In the last 5 games, Randy Foye is averaging 22 ppg, 4 apg, 3 rpg, and 2 spg and is shooting over 50% from the field and 3 point range.


----------



## f22egl

Chan said:


> I thought the long term plan was a Foye/McCants backcourt. Does this make McCants a bust?


McCants solid last year when he was averaging 15 ppg and shooting 46%. This year he's only shooting 36% and averaging less than 10 ppg. I don't know what happened to him.


----------



## jericho

Ruff Draft said:


> Dicuss!!!



Well, I never believed he was a point guard. I think we knew this before he ever entered the NBA. Ambitions to convert undersized SGs to PG very rarely pan out.


----------



## f22egl

I think Foye would benefit with another decent guard. McCants and Telfair don't look like they are going to cut it.


----------



## BlakeJesus

Foye needs a Joe Johnson/Brandon Roy type player in the backcourt with him to be a special player, IMO.


----------



## Ruff Draft

GregOden said:


> Foye needs a Joe Johnson/Brandon Roy type player in the back court with him to be a special player, IMO.


Definitely. Two decent ball-handling guards so neither one of them needs to always concentrate on making plays.


----------



## bruno34115

I personally think that he, or any other SG, is best suited with a true point guard. Currently he plays his best when he's with Telfair, the "truest" PG on the squad, and doesn't have to worry about setting up the offense or any other PG duties. I zoning in on Rubio if he declares. If were not in a position to take him I could roll with Jennings or Lawson with one of our later picks.


----------



## Ruff Draft

bruno34115 said:


> I personally think that he, or any other SG, is best suited with a true point guard.

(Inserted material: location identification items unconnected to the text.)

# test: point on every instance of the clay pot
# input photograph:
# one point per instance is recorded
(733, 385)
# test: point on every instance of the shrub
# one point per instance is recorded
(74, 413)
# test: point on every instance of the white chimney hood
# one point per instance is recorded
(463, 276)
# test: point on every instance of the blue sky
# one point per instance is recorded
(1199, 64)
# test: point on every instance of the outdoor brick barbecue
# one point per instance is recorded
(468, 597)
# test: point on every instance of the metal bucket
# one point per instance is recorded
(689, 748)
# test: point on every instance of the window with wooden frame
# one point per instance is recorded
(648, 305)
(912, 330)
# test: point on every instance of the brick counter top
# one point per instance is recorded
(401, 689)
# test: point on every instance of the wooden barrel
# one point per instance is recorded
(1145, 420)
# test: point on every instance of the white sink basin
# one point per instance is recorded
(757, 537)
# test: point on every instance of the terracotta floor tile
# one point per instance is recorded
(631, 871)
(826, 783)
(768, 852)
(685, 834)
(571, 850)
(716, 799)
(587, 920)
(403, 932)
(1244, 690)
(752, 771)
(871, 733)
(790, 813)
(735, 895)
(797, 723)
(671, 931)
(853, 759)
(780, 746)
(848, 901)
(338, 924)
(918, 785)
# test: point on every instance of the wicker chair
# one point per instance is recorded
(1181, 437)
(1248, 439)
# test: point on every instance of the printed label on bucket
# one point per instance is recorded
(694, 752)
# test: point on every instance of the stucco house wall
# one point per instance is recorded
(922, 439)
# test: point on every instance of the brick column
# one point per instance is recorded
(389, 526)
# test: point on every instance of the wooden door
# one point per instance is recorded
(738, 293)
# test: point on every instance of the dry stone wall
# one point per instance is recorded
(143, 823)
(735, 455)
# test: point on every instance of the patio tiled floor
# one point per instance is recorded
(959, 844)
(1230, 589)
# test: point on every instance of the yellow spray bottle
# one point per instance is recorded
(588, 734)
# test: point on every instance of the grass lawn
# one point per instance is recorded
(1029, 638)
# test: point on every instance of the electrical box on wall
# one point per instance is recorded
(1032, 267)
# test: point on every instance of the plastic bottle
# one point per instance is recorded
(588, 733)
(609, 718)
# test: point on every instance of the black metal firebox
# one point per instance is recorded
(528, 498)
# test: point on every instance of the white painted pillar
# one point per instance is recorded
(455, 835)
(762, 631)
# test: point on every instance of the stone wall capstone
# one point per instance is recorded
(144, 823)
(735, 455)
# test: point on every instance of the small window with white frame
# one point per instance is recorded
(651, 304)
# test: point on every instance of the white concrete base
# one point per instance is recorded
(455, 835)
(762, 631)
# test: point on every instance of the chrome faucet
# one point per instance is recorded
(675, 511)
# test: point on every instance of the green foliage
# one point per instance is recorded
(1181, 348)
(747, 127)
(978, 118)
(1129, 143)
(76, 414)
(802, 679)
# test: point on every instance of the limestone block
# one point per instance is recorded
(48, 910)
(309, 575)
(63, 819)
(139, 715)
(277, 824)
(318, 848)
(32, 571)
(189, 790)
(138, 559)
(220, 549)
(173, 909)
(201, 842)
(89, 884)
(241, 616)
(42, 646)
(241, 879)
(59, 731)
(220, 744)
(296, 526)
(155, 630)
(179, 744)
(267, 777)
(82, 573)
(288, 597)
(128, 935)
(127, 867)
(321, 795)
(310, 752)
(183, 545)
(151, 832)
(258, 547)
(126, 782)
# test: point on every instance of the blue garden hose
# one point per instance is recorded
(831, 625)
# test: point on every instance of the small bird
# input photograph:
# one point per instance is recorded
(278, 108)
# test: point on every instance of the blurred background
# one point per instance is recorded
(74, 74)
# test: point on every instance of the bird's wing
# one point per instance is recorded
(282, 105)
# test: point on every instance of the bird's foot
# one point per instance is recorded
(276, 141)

Currently he plays his best when he's with Telfair, the "truest" PG on the squad, and doesn't have to worry about setting up the offense or any other PG duties. I zoning in on Rubio if he declares. If were not in a position to take him I could roll with Jennings or Lawson with one of our later picks.


I like Lawson as the first PG off the bench, but James Harden is definitely who I want Minnesota to grab early.


----------



## Ruff Draft

I'm a fan of Jennings too, but not until he adds at least 15 pounds.


----------



## bruno34115

Ruff Draft said:


> I like Lawson as the first PG off the bench, but James Harden is definitely who I want Minnesota to grab early.


Harden and then drop Foye? Or move Foye back to point? Or is Harden your favorite prospect and you want to get BPA?


----------



## Ruff Draft

bruno34115 said:


> Harden and then drop Foye? Or move Foye back to point? Or is Harden your favorite prospect and you want to get BPA?


Definitely BPA. I really like his game.

Although, Jrue Holiday looks to be an awesome fit next to Foye.


----------



## Ruff Draft

If Hinrich returns to a decent form, why not look into him? He's another player that would work great next to Foye. We could focus on an athletic 3, and front court depth instead.


----------



## Ruff Draft

Although I really think we need to look for more jump shooters for our front-court oriented offense. For a guard like Foye to mix well with our scheme we need more athleticism towards the rim. We see how deadly his jumper is, but relying on just that stunts his offensive game greatly. An very athletic three and more play around the rim from Love/ Jefferson would be ideal.


----------



## bruno34115

I agree with virtually everything you just said. I think our greatest need though is a true point guard, followed by an athletic 3. I think a good point would really get our offense clicking.


----------



## Ruff Draft

I'd definitely want someone with a straight jump shot too. We don't need someone so much as to make plays for our team, but to handle the ball well enough. Foye can handle the ball, but he is much better off not bringing it up the court and initiating. Same with Love & Al. They can make their own up front.


----------



## jericho

Ruff Draft said:


> Definitely. Two decent ball-handling guards so neither one of them needs to always concentrate on making plays.


Yep, that could work as a fall-back strategy. The Wizards' tandem of Arenas and Hughes worked surprisingly well a few years back, and definitely represented the high point of Hughes' career.


----------



## f22egl

Is Foye a good enough defender at the shooting guard position as a long term solution?


----------



## BlakeJesus

Ruff Draft said:


> If Hinrich returns to a decent form, why not look into him? He's another player that would work great next to Foye. We could focus on an athletic 3, and front court depth instead.


I think this would be a good fit, would leave the draft pick open instead of having to take a PG with it as well.


----------



## Ruff Draft

We need to get these winds next year. I don't want to miss these point guards


----------



## jokeaward

Ruff Draft said:


> We need to get these winds next year. I don't want to miss these point guards


Right because the Blazers were so awful two years ago, and the Bulls.

Foye was never bad, it's not his fault Roy started polished.


----------



## f22egl

Foye with 24 points, 8 assists, 5 rebounds, and 0 turnovers in a win against the Hornets. He also had a block and a steal.


----------



## OneBadLT123

I'll tell you what, hes been doing great since McHale took over. 

I cant believe I gave Mchale credit for something..


----------



## Basel

If Foye keeps up this kind of production, it'll finally make the Roy/Foye trade not look so bad.


----------



## f22egl

GregOden said:


> Foye needs a Joe Johnson/Brandon Roy type player in the backcourt with him to be a special player, IMO.


I think Gilbert Arenas will get the job done: :champagne:


----------